Abstract
In hemophilia A (HA) patients, F8 gene-defects as genetic risk-factors for developing inhibitors to Factor VIII have been extensively studied. Here we provide estimates of inhibitor-risk associated with the patient's Human Leukocyte Antigen (HLA). We used next generation sequencing for high-resolution HLA Class II typing of 997 HA patients.
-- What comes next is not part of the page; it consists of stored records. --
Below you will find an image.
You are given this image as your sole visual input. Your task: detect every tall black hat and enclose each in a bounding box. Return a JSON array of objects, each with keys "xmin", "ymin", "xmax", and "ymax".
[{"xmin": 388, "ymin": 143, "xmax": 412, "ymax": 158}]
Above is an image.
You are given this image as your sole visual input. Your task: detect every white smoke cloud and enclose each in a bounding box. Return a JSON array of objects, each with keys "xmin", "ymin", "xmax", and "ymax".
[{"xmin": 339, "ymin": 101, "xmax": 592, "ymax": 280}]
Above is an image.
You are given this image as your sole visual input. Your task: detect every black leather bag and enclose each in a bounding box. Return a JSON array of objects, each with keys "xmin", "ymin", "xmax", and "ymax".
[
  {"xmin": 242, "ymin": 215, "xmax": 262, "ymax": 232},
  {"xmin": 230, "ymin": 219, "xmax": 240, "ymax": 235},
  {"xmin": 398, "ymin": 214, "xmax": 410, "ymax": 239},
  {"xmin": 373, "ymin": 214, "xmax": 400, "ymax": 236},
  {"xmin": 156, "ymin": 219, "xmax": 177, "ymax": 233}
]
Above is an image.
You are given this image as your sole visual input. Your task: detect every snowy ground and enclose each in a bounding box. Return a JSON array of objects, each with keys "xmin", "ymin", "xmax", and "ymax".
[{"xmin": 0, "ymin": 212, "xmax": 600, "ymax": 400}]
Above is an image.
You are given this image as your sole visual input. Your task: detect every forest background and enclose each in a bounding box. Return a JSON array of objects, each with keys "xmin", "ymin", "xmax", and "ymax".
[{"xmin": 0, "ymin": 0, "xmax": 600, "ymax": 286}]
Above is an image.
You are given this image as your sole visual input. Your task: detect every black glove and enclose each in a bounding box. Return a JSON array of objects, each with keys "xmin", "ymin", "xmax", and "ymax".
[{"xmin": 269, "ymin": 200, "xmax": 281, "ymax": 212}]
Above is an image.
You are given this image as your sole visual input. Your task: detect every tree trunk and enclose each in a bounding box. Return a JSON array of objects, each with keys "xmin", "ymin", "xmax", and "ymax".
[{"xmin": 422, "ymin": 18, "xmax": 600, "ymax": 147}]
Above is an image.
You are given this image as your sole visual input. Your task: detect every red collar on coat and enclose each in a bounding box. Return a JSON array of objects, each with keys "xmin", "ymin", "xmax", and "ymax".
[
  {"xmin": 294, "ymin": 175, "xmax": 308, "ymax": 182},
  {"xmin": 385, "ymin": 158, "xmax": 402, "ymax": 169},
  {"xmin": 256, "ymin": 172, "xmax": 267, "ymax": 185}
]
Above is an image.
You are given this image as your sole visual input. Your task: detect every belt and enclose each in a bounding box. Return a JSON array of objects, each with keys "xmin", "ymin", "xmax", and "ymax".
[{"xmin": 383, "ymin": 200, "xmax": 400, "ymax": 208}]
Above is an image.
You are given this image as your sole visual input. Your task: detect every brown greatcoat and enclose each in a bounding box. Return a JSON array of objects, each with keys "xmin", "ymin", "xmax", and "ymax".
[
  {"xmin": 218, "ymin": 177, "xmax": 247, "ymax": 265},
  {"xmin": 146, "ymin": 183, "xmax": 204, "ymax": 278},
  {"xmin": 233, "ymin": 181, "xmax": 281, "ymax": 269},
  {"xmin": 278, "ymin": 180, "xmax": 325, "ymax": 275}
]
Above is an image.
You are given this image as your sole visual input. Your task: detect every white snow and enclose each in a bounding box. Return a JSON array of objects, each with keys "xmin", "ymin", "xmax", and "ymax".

Using inhibitor prevalence reports from the My Life Our Future (MLOF) research repository, we calculated Odds Ratios (OR) for inhibitor development in a multivariate model considering HLA-DRB1/3/4/5, HLA-DPB1, HLA-DQB1, race, F8 pathogenic variant type, and age. Participants with 1 HLA variant (DPB1*02:02) had developed inhibitors at a higher rate while participants with 2 HLA variants (DRB1*04:07; DRB1*11:04) had developed inhibitors at a lower rate. Additionally, patients with missense variants had developed inhibitors at a lower rate and participants with large structural changes (>50 bp) had developed inhibitors at a higher rate (both compared to Intron 22 inversion). Using a cohort of participants with a distribution of HLA-DRB1 alleles comparable to that in the North American population we show that the HLA repertoire of a HA patient can be a risk-factor for inhibitor development.
Highlights
An unmet need in the management of hemophilia-A (HA) is the lack of clinically validated markers associated with the development of inhibitors, i.e., neutralizing antibodies to Factor VIII (FVIII)
We have presented a detailed breakdown of participant characteristics for the entire ATHNdataset (N = 7,151), The subset of human leukocyte antigens (HLA)-typed participants with Severe HA (N = 612), and the HLA-typed subset (N = 997) (Tables 1–3)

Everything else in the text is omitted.